'Black Panther' stuntman on how 'God equipped' him, and how he sees 'God working in his life'

Screenshot of the official trailer for the "Black Panther"YouTube/Marvel Entertainment

It's a dog-eat-dog world in Hollywood, and people often go to extreme lengths just to nab roles or get to the top. This is why Travis Love, a stuntman, feels grateful to God for helping him take part in Marvel's latest blockbuster hit, "Black Panther."

Love, 39, has already taken part in TV shows such as "The Walking Dead" and "The Haves and The Have Nots," but one of his greatest career accomplishments is playing a warrior in the Jabari tribe for the film "Black Panther."

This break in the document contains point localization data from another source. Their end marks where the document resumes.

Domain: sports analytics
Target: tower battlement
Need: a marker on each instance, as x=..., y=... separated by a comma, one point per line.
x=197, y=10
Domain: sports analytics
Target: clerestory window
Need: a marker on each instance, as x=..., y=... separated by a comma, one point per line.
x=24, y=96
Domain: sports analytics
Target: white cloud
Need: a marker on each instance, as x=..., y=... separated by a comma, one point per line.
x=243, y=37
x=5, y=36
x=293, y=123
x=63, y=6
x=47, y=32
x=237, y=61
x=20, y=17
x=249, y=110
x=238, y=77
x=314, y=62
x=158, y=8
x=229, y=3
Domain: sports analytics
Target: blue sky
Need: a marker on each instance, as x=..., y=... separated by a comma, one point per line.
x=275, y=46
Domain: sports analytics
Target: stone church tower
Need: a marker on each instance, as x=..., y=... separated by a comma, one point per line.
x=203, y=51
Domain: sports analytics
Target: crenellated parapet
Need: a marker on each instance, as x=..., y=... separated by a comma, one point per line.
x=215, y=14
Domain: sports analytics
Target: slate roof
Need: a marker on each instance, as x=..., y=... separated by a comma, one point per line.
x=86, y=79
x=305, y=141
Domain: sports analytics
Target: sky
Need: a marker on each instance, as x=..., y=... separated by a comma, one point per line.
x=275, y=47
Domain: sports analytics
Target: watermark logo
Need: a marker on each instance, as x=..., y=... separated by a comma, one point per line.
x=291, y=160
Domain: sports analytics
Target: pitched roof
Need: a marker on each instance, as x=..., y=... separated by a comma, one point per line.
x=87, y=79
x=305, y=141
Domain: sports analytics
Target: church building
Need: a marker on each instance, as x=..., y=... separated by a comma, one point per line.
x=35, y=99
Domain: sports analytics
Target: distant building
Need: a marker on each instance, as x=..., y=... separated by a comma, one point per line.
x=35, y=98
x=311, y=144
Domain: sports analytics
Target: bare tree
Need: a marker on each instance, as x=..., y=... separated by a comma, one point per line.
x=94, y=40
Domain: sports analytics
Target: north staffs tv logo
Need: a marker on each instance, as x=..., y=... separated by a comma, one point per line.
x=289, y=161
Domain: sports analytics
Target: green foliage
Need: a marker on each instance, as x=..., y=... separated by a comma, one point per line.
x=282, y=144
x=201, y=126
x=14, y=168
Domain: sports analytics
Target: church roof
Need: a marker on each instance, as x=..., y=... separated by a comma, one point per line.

It was his friend who asked if he wanted to do stunts for the film, and Love did not think twice about it. While many stuntmen undergo rigorous training before taking part in films like that, Love didn't, and he believes it was God who ultimately prepared him for his task.

"He called me back three minutes later and said, 'They want you to come in today.' ... So that was God working in the midst of things," he told The Times And Democrat. "Stunt people train, rehearse and practice all of their lives to get a gig like stunts on 'Black Panther,' and God made it so that I was qualified with that picture I sent in."

Love has proven himself to be a humble believer, crediting all his achivements to God. He even said that it was God who helped opened doors so that he would get to act and do stuntwork for "Black Panther."

"Because I am fearfully and wonderfully made, God equipped me to do both and I hope that that makes me a more viable option moving ahead in the future when these roles come up. I'm trying to establish myself as an actor with the potential to pull off stunts if necessary," he explained. "I can do whatever is necessary for the production, and I really see God working in my life in that manner."

There were a lot of Christians hired in "Black Panther," with Sope Aluko, who plays Shaman, saying that the set felt like a church setting because of their constant prayer gatherings and sharing of faith.

"It felt very familiar and like home. We had early call times but I didn't even feel the long set hours because it was such a good time," the Christian actress actress has said. "I didn't feel like I was amongst stars, everyone was so down to earth and normal. During breaks we shared our testimony of how we got to where [we] did and most of the people were testifying to God's miracles, it was almost like church."